Researchers find charter schools are segregated
Sometimes I think those that claim to be looking out for poor and minority students cause the greatest damage. This San Francisco Chronicle story is a great example.
De facto segregation is alive and well in public schools in virtually every state, but is more common in charter schools - an educational option increasingly endorsed in state and national reform efforts, according to a national study released Thursday.
The trend is particularly severe for African American students, the UCLA researchers found.
Nearly 3 out of 4 black students who attend charters are in "intensely segregated" schools with student populations that are at least 90 percent minority, according to the study by the UCLA Civil Rights Project. That's twice the rate of regular public schools.
Almost a third of those black students are in what the researchers called "apartheid schools," where 0 to 1 percent of their classmates are white. Charter schools in the Bay Area and California have similar rates of racial isolation.
These are "the very kind of schools that decades of civil rights struggles fought to abolish in the South," researchers said.
Unlike forced segregation in the South before the civil rights movement, de facto segregation is often a product of the demographics of the community in which the school exists. Charter schools, however, are not considered neighborhood schools and are open to all students regardless of where they live.
The study looked at traditional and charter school data from 40 states and the District of Columbia, focusing on metropolitan areas with large numbers of charter schools.
Charter schools were "havens for white re-segregation" in some cases, but predominantly white student bodies occur more often in traditional public schools, the researchers found.
The researchers seem to be suggesting that charter schools are the dumping ground for minority students just like the segregated schools of days past. Unfortunately, they're once again seeing an effect rather than a cause.
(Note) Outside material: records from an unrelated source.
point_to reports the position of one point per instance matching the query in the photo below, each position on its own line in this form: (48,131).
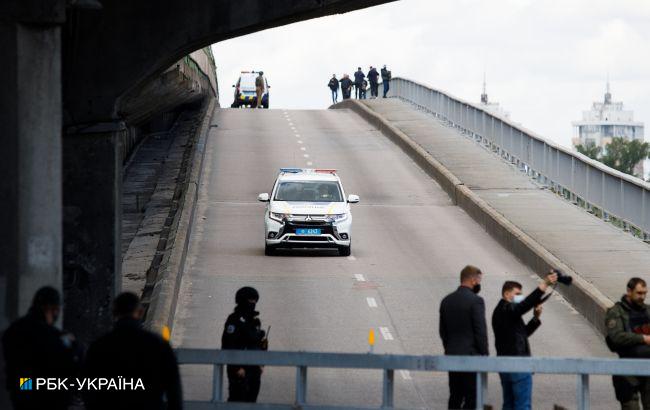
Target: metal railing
(481,365)
(610,194)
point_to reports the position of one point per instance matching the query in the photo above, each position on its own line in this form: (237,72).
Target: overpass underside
(81,80)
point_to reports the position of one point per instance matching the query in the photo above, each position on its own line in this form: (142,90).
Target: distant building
(605,121)
(492,108)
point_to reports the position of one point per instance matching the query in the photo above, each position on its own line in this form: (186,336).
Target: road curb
(584,296)
(164,297)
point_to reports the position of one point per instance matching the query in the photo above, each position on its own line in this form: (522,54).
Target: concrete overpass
(77,82)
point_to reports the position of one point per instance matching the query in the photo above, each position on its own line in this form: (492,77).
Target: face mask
(518,299)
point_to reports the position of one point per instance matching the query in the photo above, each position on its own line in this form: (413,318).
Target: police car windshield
(247,81)
(309,191)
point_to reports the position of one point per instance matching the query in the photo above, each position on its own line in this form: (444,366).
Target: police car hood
(309,208)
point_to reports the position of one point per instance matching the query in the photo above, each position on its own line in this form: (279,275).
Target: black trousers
(462,390)
(244,389)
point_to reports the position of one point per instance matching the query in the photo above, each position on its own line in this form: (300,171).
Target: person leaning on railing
(628,335)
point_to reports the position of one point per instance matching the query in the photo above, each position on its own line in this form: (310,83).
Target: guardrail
(481,365)
(606,192)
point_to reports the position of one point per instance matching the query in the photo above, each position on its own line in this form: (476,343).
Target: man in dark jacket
(243,331)
(358,82)
(130,354)
(628,334)
(511,337)
(386,76)
(373,77)
(346,87)
(464,332)
(334,86)
(34,348)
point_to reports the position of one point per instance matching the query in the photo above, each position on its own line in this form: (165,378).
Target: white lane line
(385,333)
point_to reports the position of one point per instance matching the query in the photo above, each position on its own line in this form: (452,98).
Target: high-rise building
(605,121)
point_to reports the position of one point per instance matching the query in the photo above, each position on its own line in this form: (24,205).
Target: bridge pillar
(30,143)
(92,181)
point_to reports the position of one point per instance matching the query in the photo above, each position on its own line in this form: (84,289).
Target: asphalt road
(409,244)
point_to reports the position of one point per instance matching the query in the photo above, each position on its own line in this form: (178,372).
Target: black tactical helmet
(246,293)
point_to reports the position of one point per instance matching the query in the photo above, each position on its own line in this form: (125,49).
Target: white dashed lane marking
(385,333)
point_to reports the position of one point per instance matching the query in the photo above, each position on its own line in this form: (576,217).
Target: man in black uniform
(243,331)
(34,347)
(132,354)
(464,332)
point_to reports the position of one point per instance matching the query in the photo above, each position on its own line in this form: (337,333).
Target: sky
(545,61)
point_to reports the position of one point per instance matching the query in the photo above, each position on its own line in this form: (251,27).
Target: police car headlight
(338,217)
(278,216)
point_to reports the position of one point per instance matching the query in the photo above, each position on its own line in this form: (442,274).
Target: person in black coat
(373,77)
(463,331)
(129,353)
(511,335)
(35,348)
(334,86)
(346,87)
(243,331)
(358,82)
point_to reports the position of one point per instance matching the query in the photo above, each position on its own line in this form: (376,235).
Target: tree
(623,154)
(590,150)
(620,154)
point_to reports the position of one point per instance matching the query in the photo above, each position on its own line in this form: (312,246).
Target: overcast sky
(546,60)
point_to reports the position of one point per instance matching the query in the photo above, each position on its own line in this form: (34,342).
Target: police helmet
(245,294)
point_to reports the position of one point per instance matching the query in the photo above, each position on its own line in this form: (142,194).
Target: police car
(245,95)
(308,209)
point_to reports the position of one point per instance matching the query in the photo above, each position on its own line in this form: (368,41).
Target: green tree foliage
(621,154)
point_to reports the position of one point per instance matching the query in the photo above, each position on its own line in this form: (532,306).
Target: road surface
(409,245)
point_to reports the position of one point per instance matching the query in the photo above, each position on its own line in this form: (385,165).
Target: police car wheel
(345,250)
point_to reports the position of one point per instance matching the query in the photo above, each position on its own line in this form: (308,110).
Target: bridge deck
(601,253)
(409,244)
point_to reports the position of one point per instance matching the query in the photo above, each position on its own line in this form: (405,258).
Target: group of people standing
(360,84)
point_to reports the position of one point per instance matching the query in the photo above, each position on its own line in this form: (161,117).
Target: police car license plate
(307,231)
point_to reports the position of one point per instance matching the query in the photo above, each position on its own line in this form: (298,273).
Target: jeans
(517,390)
(386,87)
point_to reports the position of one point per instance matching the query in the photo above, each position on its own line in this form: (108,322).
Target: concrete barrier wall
(590,302)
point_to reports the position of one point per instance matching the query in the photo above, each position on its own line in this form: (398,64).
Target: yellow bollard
(166,333)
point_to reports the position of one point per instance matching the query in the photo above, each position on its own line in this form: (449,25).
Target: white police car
(308,209)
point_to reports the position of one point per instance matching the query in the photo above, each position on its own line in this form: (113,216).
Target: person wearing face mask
(511,335)
(132,353)
(34,347)
(463,331)
(243,331)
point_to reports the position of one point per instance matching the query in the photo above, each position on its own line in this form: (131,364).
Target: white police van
(308,209)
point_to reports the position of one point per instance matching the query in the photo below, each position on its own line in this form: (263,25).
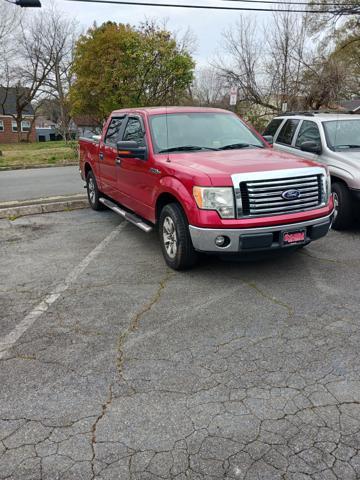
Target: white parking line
(9,340)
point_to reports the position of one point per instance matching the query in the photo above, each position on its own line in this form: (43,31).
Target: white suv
(329,138)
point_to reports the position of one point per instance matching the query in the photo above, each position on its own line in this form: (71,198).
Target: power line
(206,7)
(324,4)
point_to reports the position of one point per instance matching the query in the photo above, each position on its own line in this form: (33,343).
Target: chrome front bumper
(264,238)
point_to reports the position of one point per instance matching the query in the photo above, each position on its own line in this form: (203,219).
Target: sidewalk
(32,191)
(16,185)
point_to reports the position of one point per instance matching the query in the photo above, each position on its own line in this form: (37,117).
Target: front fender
(183,194)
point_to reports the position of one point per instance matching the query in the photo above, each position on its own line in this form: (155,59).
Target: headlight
(220,199)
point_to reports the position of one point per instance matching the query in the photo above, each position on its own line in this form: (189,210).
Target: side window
(134,131)
(114,130)
(309,131)
(271,129)
(287,132)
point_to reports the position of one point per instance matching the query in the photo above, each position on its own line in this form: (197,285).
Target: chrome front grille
(264,196)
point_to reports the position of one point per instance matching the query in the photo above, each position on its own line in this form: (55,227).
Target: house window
(25,126)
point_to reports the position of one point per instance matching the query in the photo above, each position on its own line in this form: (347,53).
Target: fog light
(220,241)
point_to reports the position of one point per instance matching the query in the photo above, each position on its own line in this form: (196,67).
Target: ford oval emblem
(291,194)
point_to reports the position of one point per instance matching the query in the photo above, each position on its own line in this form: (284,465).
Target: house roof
(353,104)
(85,121)
(8,102)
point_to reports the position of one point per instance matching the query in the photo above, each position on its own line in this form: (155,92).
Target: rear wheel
(93,192)
(175,238)
(343,216)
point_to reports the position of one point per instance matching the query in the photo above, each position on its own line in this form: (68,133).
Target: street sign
(233,95)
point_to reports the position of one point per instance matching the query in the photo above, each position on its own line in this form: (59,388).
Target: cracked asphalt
(245,370)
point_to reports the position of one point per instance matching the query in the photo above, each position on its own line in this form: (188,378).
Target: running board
(130,217)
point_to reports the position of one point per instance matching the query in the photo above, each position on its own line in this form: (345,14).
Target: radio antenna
(167,131)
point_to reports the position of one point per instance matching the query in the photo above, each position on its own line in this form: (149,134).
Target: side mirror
(311,147)
(269,139)
(130,149)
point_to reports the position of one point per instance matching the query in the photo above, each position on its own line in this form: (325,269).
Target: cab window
(271,129)
(134,131)
(287,132)
(113,134)
(309,131)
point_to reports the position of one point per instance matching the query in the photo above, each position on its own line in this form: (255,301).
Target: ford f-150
(206,180)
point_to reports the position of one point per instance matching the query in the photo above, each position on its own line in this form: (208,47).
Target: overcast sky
(207,25)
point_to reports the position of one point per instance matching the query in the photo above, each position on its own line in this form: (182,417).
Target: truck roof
(322,115)
(170,109)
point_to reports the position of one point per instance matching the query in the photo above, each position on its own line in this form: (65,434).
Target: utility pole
(26,3)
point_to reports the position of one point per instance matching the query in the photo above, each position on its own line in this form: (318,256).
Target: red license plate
(290,238)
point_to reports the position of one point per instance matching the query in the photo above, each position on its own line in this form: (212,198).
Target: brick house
(8,126)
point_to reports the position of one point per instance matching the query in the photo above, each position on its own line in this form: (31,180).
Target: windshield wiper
(234,146)
(184,148)
(347,146)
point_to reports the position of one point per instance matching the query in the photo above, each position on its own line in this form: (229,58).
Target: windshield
(181,132)
(342,134)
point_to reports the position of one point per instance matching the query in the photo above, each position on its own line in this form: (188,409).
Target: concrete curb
(29,167)
(43,205)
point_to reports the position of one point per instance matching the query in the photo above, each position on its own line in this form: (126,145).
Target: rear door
(108,155)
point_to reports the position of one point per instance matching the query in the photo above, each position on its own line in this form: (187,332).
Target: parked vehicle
(332,139)
(207,181)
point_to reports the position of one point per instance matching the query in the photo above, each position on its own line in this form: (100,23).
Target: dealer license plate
(294,237)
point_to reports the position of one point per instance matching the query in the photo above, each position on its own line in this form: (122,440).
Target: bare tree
(243,65)
(285,53)
(56,85)
(208,88)
(41,66)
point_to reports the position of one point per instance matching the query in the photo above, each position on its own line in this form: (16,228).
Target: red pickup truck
(206,180)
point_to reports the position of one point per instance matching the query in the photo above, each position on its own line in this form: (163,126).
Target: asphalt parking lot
(115,367)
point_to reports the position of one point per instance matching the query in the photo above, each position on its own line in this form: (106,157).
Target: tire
(176,245)
(343,216)
(93,192)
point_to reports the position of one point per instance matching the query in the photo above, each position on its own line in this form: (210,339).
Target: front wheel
(343,216)
(93,192)
(175,238)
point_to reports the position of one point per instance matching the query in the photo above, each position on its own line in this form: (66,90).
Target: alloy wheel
(170,237)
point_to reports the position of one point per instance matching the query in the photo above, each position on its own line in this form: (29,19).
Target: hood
(220,165)
(348,157)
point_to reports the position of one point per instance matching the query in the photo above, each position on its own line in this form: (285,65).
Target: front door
(108,157)
(135,180)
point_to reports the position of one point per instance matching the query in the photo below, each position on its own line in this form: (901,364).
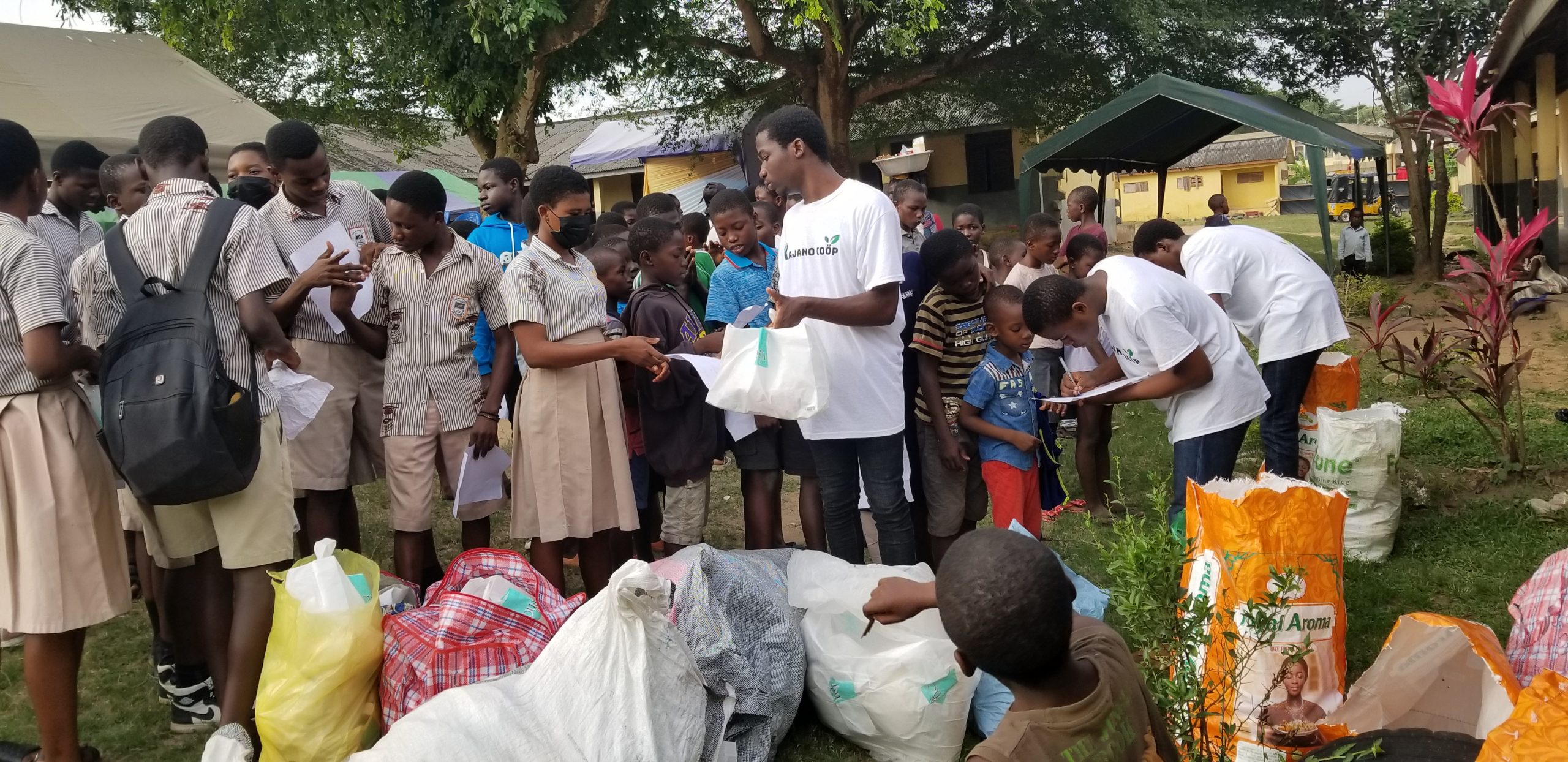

Look at it from a minority parent's point of view. Their children have languished in the neighborhood public schools. Their children have failing test scores and are stuck in a long line of remedial classes. A friend or relative tells them about the charter school where their children go. The school is focused on raising achievement for poor and minority students. It has had a positive impact on other minority children's academic achievement. So the parent enrolls their student in the charter school.
This isn't a case of the local school district segregating minority students in a specific school. No one forced this parent to send their children to this special school for minorities. This about a parent who feels their neighborhood schools haven't served their children well and so they try an alternative.
The bold sentence above tells the story. The "segregation" they've found is more dependent upon the demographics of the community than any efforts by the school district. If they find more segregation in charter schools, it is because minority parents are self-selecting those schools.
On the other hand, the white parents are more content with the education provided by these neighborhood schools. which in general do a better job with their white students, so they are less likely to move their students to charter schools.
My fear is that these civil rights do-gooders will now use this data to try to reduce the number of charter schools or force parents to send their children to the very same neighborhood school that failed their students previously in order to return the ethnic balance. This is crazy!
Charter schools aren't perfect, but some are doing a great job at raising student achievement for poor and minority students. Forcing the students from those schools to return to traditional public schools simply to desegregate the schools would be a great disservice to the students who need our help the most. Perhaps the researchers should focus more on strategies that are effective in raising achievement for poor and minority students and less time on worrying about whether there are too few white students in some schools.